なお、この二つのゲームはProjectTinyのサンプルリポジトリから入手できます

ProjectTinySamples

https://github.com/Unity-Technologies/ProjectTinySamples

今までは利用できなかったSpriteRendererが利用できるようになりました。
Colorを操作することで色合いを変更することも可能です。

2DColliderも利用できるようになりました。

TinySpaceShipではButton機能をColliderを利用して構築しています。

気になった人は是非チェックしてみてください。

実際にビルドした時のサイズについて

上記二つのサンプルゲームと、公式提供の最小構成の3つのプロジェクトを用いてビルド時のサイズを確認してみました

TinyGems

  • asmJS 26.3MB
  • Wasm 4.5MB

TinySpaceShips

  • asmJS 26.6MB
  • Wasm 4.5MB

最小構成(78byteの六角形を描画するだけ)

  • asmJS 24.4MB
  • Wasm 3.6MB

流石にサイズが大きすぎませんか…

昔のProjectTiny2Dだと大きくても1MB以内に収まっていたので、
最適化がまだまだなのかな?という感じはします。

将来的には軽量化された専用のレンダーパイプラインに変わるようですが、
現在はURPに乗っかる形で構築されている都合上、おそらくレンダリング周りがとにかく膨れ上がり過ぎているのかなと思っています。

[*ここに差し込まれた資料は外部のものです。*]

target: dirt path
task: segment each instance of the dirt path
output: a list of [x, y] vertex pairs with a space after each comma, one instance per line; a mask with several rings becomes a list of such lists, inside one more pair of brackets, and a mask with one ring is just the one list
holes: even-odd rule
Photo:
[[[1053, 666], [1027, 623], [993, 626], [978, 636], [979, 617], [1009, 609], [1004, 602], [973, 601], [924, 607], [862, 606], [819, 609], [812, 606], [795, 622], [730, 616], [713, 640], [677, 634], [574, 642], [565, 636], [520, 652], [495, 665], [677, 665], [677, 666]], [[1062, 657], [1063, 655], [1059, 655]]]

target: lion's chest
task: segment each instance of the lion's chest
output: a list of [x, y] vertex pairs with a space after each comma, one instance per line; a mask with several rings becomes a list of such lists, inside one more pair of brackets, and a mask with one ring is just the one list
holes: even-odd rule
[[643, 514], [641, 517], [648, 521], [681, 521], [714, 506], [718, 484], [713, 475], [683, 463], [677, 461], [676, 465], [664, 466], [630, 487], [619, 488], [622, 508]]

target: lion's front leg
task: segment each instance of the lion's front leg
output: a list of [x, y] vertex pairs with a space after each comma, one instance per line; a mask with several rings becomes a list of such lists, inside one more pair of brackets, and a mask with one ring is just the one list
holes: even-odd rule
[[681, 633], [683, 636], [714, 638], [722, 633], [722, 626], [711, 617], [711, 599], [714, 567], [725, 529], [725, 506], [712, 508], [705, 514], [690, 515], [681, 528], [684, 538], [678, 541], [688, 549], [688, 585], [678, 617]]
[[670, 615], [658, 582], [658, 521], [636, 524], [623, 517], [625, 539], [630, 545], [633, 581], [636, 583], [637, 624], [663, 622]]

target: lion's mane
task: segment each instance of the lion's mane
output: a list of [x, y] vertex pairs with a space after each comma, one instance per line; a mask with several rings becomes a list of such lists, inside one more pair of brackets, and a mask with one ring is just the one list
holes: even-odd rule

今後もっとサイズが小さくなっていくとは思いますが、現状ではまだまだサイズが大きすぎるというのが正直な感想です。

実際の動作はどんな感じ?

今回はWindows10とiOSを用いてチェックしてみました

Windows10

  • Chrome 全体的にもっさりとした動き。遅い。
  • FireFox サクサクと軽快に動作する

iOS:Safari、Chrome、FireFoxのどれも問題なく軽快に動作していました

また、私は持っていないので実際に確認は取れないのですが、Macでも軽快に動作しているようです。

個人的な今回のアップデートの印象

まだまだ2D機能は未完成ではあるものの、それなりに機能はしているように感じました。

もちろん、まだテキスト表示ができなかったり、標準ではボタン機能が存在していなかったりはしますが、一応は自前で用意できないレベルではないのでそのあたりは根気でカバーするしかないのかなと思います。

今後も2D機能はどんどんアップデートされていく筈なので、次のアップデートにも期待したいですね。

ただ、現状ではあまりにもビルド後の実行物のサイズが大きすぎるので、そのあたりを早めにどうにかしてほしいなと思いますね。

78byteの画像一枚表示するだけで25MB、3.6MBは流石に許容できないレベルです…

今回から追加された2つの2Dゲームのプロジェクトに関しては今後少しずつ解析記事を書いていけたらなと思っています。